Когда Пушкина привезли, его осмотрел доктор Шольц. «Не желаете ли видеть кого из ваших ближних приятелей?» — спросил он. Пушкин, глядя на свои книжные полки, сказал задумчиво: «Прощайте, друзья!» Потом выразил желание видеть Жуковского. Явился Арендт... Вскоре приехал и Жуковский. Почти вслед за ним появился Александр Тургенев. Состояние жены Пушкина, как пишет Жуковский, — «было невыразимо; как привидение, иногда прокрадывалась она в ту горницу, где лежал ее умирающий муж; он не мог ее видеть... но он боялся, чтобы она к нему подходила, ибо не хотел, чтобы она могла приметить его страдания, кои с удивительным мужеством пересиливал... «Что делает жена? — спросил он однажды у Спасского. — Она, бедная, безвинно терпит! в свете ее заедят». Вообще с начала до конца своих страданий (кроме двух или трех часов первой ночи, в которые они превзошли всякую меру человеческого терпения) он был удивительно тверд. «Я был в тридцати сражениях, — говорил доктор Арендт, — я видел много умирающих, но мало видел подобного...»
На другой день Пушкин прощался с женой, детьми, друзьями. «Я подошел, — пишет Жуковский, — взял его похолодевшую, протянутую ко мне руку, поцеловал ее: сказать ему ничего я не мог, он махнул рукою, я отошел». Жуковский поехал во дворец...
Он отстоял Данзаса и оградил (как он думал) от жандармов бумаги Пушкина — это было огромной важности дело, от которого зависела судьба еще не изданных трудов Пушкина и, может быть, вообще всех его сочинений.
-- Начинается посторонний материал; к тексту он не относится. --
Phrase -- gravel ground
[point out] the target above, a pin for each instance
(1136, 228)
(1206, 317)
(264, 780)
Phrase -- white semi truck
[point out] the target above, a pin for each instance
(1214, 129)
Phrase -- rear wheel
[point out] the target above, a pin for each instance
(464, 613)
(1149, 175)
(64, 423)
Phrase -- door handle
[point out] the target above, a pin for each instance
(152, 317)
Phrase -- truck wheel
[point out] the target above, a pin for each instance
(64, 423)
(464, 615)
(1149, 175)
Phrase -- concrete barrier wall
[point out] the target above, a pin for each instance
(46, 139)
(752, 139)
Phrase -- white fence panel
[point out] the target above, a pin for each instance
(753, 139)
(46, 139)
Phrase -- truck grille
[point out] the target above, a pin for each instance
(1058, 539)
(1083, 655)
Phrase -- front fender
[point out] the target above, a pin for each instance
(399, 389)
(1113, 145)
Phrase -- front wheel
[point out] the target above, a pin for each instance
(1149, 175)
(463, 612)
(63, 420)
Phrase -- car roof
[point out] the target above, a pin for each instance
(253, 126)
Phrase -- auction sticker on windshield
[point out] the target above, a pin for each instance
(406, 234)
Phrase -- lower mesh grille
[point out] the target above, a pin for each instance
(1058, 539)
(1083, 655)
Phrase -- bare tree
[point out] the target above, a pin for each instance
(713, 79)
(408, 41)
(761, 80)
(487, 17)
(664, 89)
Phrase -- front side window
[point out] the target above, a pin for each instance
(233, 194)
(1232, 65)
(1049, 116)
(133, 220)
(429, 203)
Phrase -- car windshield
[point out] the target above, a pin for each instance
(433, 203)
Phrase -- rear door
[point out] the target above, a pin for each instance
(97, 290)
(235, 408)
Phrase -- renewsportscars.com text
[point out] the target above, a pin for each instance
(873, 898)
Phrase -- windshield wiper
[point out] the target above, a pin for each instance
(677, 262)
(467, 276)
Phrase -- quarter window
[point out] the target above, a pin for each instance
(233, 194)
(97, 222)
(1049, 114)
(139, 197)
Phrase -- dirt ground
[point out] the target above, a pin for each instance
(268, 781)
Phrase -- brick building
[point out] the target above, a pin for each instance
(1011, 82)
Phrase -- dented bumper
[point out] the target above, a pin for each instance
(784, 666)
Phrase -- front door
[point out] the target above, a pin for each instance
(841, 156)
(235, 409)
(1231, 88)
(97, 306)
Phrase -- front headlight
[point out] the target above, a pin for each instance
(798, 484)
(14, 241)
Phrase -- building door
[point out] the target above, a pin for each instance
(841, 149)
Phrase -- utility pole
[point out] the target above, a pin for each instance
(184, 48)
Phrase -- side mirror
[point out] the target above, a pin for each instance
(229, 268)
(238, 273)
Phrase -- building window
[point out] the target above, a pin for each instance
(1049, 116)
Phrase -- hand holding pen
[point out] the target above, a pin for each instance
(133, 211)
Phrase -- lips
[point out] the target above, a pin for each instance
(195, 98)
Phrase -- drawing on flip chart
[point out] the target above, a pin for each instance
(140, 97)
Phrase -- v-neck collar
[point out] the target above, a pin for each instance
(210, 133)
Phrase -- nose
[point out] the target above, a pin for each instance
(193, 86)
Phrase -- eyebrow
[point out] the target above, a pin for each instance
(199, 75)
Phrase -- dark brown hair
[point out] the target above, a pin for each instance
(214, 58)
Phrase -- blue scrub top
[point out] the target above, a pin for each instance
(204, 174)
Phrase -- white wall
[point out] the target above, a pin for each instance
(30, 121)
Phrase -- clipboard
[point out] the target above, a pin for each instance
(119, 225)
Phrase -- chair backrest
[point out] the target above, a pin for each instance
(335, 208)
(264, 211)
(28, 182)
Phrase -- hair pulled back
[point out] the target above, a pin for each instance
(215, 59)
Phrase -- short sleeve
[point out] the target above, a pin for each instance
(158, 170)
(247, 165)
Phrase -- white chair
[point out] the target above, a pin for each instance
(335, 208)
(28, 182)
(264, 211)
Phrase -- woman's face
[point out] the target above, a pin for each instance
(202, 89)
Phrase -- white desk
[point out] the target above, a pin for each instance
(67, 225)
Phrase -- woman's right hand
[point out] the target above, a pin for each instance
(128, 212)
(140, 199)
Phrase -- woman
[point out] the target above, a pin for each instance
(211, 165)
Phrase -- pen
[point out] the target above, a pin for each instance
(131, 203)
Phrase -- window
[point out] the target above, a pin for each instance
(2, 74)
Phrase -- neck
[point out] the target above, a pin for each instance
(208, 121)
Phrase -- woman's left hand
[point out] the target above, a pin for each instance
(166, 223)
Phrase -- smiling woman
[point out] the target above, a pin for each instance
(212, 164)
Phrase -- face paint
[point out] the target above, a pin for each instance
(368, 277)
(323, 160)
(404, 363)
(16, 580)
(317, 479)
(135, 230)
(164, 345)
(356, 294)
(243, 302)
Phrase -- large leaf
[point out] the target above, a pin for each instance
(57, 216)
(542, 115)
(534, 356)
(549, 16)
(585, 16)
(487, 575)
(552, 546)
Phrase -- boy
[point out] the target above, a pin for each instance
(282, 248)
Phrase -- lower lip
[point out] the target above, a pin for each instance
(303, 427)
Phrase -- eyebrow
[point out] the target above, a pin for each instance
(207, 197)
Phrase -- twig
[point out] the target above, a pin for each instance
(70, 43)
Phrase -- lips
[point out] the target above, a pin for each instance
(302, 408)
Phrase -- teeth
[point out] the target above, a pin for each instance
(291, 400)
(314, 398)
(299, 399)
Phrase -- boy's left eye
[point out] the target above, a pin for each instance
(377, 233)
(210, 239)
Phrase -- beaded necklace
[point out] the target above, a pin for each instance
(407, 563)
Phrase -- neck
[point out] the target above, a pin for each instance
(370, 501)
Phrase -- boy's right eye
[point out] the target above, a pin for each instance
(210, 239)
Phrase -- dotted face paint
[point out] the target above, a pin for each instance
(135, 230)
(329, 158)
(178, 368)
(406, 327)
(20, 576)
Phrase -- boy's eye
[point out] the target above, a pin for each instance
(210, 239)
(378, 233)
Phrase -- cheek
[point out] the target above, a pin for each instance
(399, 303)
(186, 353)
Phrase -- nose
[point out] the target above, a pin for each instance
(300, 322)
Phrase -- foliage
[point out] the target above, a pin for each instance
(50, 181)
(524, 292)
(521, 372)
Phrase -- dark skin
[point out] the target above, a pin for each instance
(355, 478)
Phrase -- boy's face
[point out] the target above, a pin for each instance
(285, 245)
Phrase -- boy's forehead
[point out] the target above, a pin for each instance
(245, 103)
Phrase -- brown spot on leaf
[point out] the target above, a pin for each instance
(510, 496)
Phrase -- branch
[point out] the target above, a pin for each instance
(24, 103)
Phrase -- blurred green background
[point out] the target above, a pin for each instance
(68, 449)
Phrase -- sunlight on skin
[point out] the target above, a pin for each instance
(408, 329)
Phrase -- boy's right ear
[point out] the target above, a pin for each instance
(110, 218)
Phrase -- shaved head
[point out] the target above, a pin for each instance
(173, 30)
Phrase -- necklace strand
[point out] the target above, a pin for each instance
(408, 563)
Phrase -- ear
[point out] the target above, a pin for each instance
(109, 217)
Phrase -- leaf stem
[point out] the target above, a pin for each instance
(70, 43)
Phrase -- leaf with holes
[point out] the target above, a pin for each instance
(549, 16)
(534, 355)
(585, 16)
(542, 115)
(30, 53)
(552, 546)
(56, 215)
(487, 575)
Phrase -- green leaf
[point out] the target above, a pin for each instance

В эту ночь с Пушкиным сидел Даль. Жуковский, Вяземский и Виельгорский находились в соседней комнате. «С утра 28-го числа, — пишет Жуковский, — в которое разнеслась по городу весть, что Пушкин умирает, передняя была полна приходящих. Одни осведомлялись о нем через посланных спрашивать об нем, другие — и люди всех состояний, знакомые и незнакомые — приходили сами. Трогательное чувство национальной, общей скорби выражалось в этом движении, произвольном, ничем не приготовленном. Число приходящих сделалось наконец так велико, что дверь прихожей (которая была подле кабинета, где лежал умирающий) беспрестанно отворялась и затворялась; это беспокоило страждущего; мы придумали запереть дверь из прихожей в сени, задвинули ее залавком и отворили другую, узенькую, прямо с лестницы в буфет, а гостиную от столовой отгородить ширмами... С этой минуты буфет был набит народом; в столовую входили только знакомые, на лицах выражалось простодушное участие, очень многие плакали».